Buffalo Soldiers' Service History

After its formation in New Orleans, the 39th Infantry remained in Louisiana to enforce Reconstruction laws. The 40th was sent to North Carolina for the same occupation duty, before being sent to New Orleans to form the 25th Infantry. The 41st was sent to the U.S. border with Mexico before it was merged to form the 24th Infantry to enforce laws on the Texas frontier.

As the frontier moved west, the 24th was at the vanguard, manning forts and outposts, fighting native tribes in the Plains Wars, which would continue long after the frontier was officially closed in 1890. The 24th Infantry would be the longest-serving infantry unit in the Army.

It fought in the Spanish-American War, notably the Battle of San Juan Hill with future President Theodore Roosevelt's Rough Riders.

Buffalo Soldiers in formation in Cuba, circa 1899. (Library of Congress)

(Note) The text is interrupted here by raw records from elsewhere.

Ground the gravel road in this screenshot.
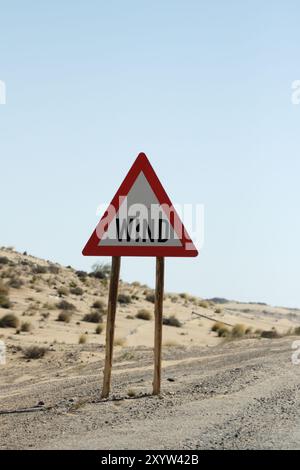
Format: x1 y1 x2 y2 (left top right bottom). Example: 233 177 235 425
0 337 300 450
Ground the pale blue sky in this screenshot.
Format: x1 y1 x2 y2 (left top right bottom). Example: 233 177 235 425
0 0 300 307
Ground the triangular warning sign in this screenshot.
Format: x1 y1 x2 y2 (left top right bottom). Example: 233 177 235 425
82 153 198 257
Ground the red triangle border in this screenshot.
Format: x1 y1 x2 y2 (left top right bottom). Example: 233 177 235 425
82 153 198 257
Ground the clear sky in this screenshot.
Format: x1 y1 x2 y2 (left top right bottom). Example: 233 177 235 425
0 0 300 307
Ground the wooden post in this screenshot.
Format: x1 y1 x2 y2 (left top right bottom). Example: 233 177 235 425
153 258 165 395
101 256 121 398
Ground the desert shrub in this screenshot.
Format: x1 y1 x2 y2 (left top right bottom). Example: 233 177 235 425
145 292 155 304
57 311 72 323
56 300 75 310
218 325 230 338
179 292 189 300
211 321 225 333
136 308 152 320
231 323 246 338
0 313 19 328
163 339 179 348
260 328 280 339
163 315 182 328
0 281 9 295
92 300 106 311
95 323 103 335
48 263 60 274
78 335 87 344
70 287 84 295
20 321 32 333
8 276 24 289
57 286 69 297
23 346 47 359
82 312 102 323
0 294 11 308
89 264 111 279
32 264 48 274
118 294 132 304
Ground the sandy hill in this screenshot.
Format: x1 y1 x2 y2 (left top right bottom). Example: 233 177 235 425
0 248 300 449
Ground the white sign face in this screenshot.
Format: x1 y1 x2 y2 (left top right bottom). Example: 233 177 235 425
0 341 6 366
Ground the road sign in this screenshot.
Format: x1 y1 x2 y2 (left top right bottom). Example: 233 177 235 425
83 153 198 257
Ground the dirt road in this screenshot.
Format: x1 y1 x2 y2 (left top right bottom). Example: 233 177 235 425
0 337 300 449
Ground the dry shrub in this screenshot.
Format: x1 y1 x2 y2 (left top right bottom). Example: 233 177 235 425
260 328 280 339
118 294 132 304
78 335 87 344
20 321 32 333
23 346 47 359
57 286 69 297
56 300 75 311
231 323 247 338
92 300 106 312
70 287 84 295
211 321 225 333
145 292 155 304
82 312 102 323
95 323 104 335
114 338 126 346
218 325 231 338
163 315 182 328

They also served in the Philippine Insurrection, the Mexican Border clashes and World Wars I and II. It was the last Buffalo Soldier regiment to be integrated, which came when President Harry S. Truman desegregated the armed forces before the Korean War.

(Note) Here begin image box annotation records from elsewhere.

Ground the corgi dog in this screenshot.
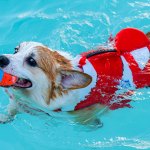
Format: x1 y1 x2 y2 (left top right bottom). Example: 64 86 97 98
0 28 150 124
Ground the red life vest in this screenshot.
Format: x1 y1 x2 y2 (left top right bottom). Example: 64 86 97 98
74 28 150 110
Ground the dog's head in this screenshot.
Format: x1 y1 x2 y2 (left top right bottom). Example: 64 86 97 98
0 42 92 105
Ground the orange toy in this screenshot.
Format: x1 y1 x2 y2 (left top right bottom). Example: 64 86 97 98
0 69 18 87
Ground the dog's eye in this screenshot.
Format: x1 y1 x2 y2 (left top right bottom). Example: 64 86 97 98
26 57 37 67
14 47 19 54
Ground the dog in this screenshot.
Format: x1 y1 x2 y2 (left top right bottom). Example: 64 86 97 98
0 28 150 124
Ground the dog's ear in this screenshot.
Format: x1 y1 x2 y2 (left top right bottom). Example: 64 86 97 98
60 70 92 90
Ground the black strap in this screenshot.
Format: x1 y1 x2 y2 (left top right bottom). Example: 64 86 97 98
86 49 117 58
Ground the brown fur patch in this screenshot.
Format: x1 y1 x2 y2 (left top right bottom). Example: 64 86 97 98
36 46 72 105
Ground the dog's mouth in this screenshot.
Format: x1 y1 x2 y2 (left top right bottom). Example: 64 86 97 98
13 78 32 88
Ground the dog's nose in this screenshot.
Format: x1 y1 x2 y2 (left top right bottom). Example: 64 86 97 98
0 55 10 68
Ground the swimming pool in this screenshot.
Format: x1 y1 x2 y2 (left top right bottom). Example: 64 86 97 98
0 0 150 150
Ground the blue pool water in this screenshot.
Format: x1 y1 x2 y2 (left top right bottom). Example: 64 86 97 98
0 0 150 150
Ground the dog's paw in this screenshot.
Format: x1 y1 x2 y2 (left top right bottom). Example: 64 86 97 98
0 114 14 124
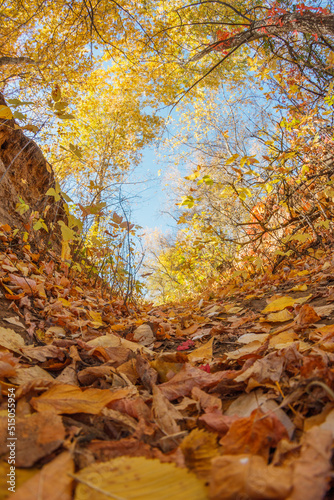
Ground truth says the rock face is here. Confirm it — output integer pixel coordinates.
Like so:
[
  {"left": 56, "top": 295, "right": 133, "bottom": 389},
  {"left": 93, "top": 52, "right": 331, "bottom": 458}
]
[{"left": 0, "top": 93, "right": 66, "bottom": 238}]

The 25th Infantry also fought native tribes on the Great Plains, in the Spanish-American War, the Philippines and in World War II.The 9th and 10th Cavalry would also participate in these same American conflicts, but the 10th Cavalry Regiment would also ship off to the Mexican border during World War I, where it would clash with a Mexican force led by German advisers in a border skirmish now known as the Battle of Ambos Nogales.

Origin of the "Buffalo Soldiers" Nickname

These soldiers weren't created with the name "Buffalo Soldiers." It was a moniker the units picked up along the way. No one is entirely certain about the origin of the name, but there are two main theories.

The first is that the name was bestowed on the men by Comanche fighters. After fighting the 10th Cavalry in 1871, the theory goes, the Comanches began referring to the Black men as "Buffalo soldiers." It wasn't meant derisively, as the Comanches revered the buffalo and gave the soldiers the name Buffalo for their toughness in combat.

Buffalo Soldiers of the 24th Infantry in the Korean War. (U.S. Army)

Another theory holds that the tribes the Black men encountered believed the soldiers' dark, black, curly hair resembled the hair of the buffalo's. This, too, was meant as a sign of respect, and the cavalrymen adopted the buffalo on their coat of arms as well as the nickname.

Famous Buffalo Soldiers

In 1866, an enlistee by the name of William Cathay joined the 38th Infantry for a three-year term. After a series of illnesses sent Cathay to the hospital, it was discovered that Cathay was actually Cathay Williams, a Black woman. She was honorably discharged after the discovery, but was still the first official Black woman to enlist, and the only female Buffalo Soldier.

Read: Cathay Williams Was the Army's Only Female Buffalo Soldier and First Black Female Enlistee

Between 1866 and 1918, 27 members of the regiments of Buffalo Soldiers would receive the Medal of Honor for actions in the Plains Wars, law enforcement on the American frontier, the Spanish-American War and World War I. The first three Black graduates of the U.S. Military Academy at West Point were officers with the Buffalo Soldiers. Charles Young, the third graduate, would become the first Black man with the rank of colonel.

Mark Matthews was the last living Buffalo Soldier. He enlisted at age 15 in 1909, joined the Punitive Expedition in Mexico and fought at the Battle of Ambos Nogales. In World War II, Matthews fought at the Battle of Saipan at age 50. He died in 2005, at 111 years old.